Over the last few weeks, I’ve started pondering what sort of data sets might be “almost available” on local council websites, along with the extent to which we might be able to use these datasets to support transparency goals, such as generating signals about the extent of cuts to local council services, or developing data driven local services, such as pub finders;-)
So for example, by chance I came across a page on my local council website detailing property the council is selling off:
Surplus to requirements, eh? I wonder how much property has gone up for sale or lease across other councils over the last year or so, and what sorts of services they used to house along with whether those services have been replaced with alternatives, in any meaningful sense?
As a start for ten, here’s a search to try out on your favourite web search engine:
"property for sale" intitle:council site:gov.uk
This won’t search across all council websites, but it’ll have a stab at ones that are hosted on the .gov.uk domain. For more thoughts on searching council websites by proxy, see Aggregated Local Government Verticals Based on LocalGov Service IDs.
And here’s an example of the sort of local news story that might result… @thisissurrey Surrey County Council makes £68million by selling off land and public buildings
Another area of the IW council website that was new to me was the list of public license registers:
So for example, I can look up establishments with a more than a few gaming machines:
No lat/long data, but there are addresses and postcodes, we means weCanHaz maps easily enough…

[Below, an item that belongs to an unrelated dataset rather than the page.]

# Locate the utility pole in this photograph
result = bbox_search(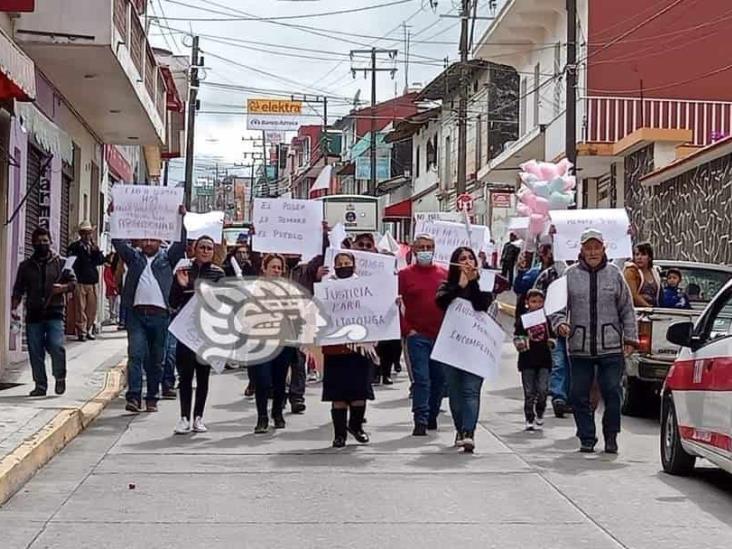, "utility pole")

public register licenses site:gov.uk intitle:council
Looking for reputable suppliers is something I often turn to the parish magazine for (it’s a proxy for trust…), as well as the local Chamber of Commerce members list. But it seems as if this is also something the trading standards aspect of the council may be able to help out on… in th island’s case, there’s a Buy With Confidence register, for example.
“Trader register” seems to be the phrase to go for?
trader register site:gov.uk intitle:council
For food establishments, whilst the IW council participates in the Food Standards Agency’s ‘Food Hygiene Rating Scheme’, it doesn’t seem to pull any of that data into an access point on the council website? (I think my scraper of the FSA site may have rotted too? Food Standards Agency scraper.)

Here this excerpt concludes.